Pro Vita: «Manifesti anti gender censurati del Comune di Brescia»

Il Comune di Brescia, tramite la società Brescia Mobilità, ha negato il permesso di affiggere in città i manifesti realizzati nell’ambito della campagna «Mio Figlio No - Scuole Libere dal Gender» di Pro Vita & Famiglia. Lo rende noto la stessa Onlus, spiegando che i manifesti raffigurano immagini, generate con l'AI, di bambini e adolescenti accompagnate da messaggi come «Oggi a scuola un attivista Lgbt ha spiegato come cambiare sesso» scritto da Giulio, 13 anni. La Onlus in una nota scrive di aver presentato richiesta di affissione il 24 marzo scorso, e che la stessa è stata rigettata in prima istanza dal Comune il 16 aprile, «e a nulla sono servite le ulteriori osservazioni di legittimità avanzate da Pro Vita & Famiglia il successivo 23 aprile».

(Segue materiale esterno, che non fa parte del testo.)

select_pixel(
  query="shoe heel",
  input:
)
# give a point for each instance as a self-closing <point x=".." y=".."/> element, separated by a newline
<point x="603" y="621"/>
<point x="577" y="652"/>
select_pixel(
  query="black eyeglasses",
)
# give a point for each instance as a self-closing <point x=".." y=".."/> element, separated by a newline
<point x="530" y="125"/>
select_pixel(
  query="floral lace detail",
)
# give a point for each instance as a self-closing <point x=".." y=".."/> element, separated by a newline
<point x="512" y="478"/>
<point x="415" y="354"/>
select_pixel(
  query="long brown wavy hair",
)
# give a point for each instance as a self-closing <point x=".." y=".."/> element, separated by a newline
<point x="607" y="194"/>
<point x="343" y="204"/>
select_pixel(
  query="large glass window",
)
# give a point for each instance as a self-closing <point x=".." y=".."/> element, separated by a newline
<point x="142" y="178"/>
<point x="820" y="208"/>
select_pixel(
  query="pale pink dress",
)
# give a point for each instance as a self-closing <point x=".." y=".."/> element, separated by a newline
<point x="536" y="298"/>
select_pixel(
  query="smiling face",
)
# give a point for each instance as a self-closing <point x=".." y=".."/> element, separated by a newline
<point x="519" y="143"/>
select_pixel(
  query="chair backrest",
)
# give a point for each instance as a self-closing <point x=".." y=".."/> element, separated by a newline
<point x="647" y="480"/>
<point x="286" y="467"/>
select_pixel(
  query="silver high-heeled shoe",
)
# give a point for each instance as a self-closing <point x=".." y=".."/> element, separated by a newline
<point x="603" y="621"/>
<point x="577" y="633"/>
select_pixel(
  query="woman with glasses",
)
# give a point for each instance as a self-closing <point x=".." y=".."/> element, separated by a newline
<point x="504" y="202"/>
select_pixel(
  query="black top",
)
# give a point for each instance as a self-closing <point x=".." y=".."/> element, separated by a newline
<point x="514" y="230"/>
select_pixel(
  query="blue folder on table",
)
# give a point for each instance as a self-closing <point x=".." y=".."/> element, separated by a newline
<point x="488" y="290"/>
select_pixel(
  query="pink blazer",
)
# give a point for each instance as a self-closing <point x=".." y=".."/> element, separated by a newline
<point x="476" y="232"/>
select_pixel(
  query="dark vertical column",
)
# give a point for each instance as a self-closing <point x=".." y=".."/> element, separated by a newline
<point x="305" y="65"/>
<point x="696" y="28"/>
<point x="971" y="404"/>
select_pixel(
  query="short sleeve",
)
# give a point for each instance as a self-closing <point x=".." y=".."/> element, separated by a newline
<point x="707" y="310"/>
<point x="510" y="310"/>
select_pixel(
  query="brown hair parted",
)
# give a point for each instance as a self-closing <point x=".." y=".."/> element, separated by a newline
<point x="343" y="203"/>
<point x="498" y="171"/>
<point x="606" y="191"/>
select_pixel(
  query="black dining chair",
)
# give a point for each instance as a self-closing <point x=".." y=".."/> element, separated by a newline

«È una censura preventiva assolutamente ideologica, messa in atto con motivazioni false, pretestuose e prive di ogni fondamento», commenta Jacopo Coghe, portavoce della onlus, spiegando che «nel documento di rigetto si parla di mancanza “di finalità sociali” e addirittura che il nostro messaggio sarebbe lesivo della comunità Lgbtq+, che falsificherebbe la realtà e che contesta il diritto di autodeterminazione dell'orientamento sessuale».
La risposta della Loggia
Il Comune di Brescia ha risposto alle accuse. «I cartelloni pro vita “Mio figlio no. Scuole libere dal gender” non rispondono ai requisiti previsti per l’accesso al servizio delle pubbliche affissioni, che è riservato a comunicazioni con finalità istituzionali o sociali. I manifesti, infatti, non veicolano un’informazione utile o di interesse pubblico, ma trasmette un messaggio fortemente divisivo e ideologico. Dal punto di vista sia testuale sia visivo, il contenuto del cartellone veicola un messaggio che non solo mette in discussione il diritto all’autodeterminazione dell’orientamento sessuale, ma esprime anche un giudizio negativo nei confronti della comunità LGBTQ+, suggerendo che la sua presenza nelle scuole sarebbe dannosa per i bambini», si legge in una nota.
Il comunicato prosegue: «Tale messaggio, oltre ad essere potenzialmente fuorviante – considerato che non risulta vi siano state iniziative scolastiche riconducibili al movimento LGBTQ+ nel territorio comunale – si configura come una distorsione della realtà finalizzata a creare allarme e ostilità, in contrasto con i principi di verità, correttezza e buona fede che devono caratterizzare l’uso degli spazi pubblici. Questo tipo di comunicazione è dunque incompatibile con l’interesse pubblico e con i principi costituzionali di imparzialità, proporzionalità e rispetto della dignità della persona sanciti dagli articoli 2, 3 e 97 della Costituzione, nonché con l’art. 1 della legge 241/1990 sul buon andamento e la trasparenza dell’azione amministrativa».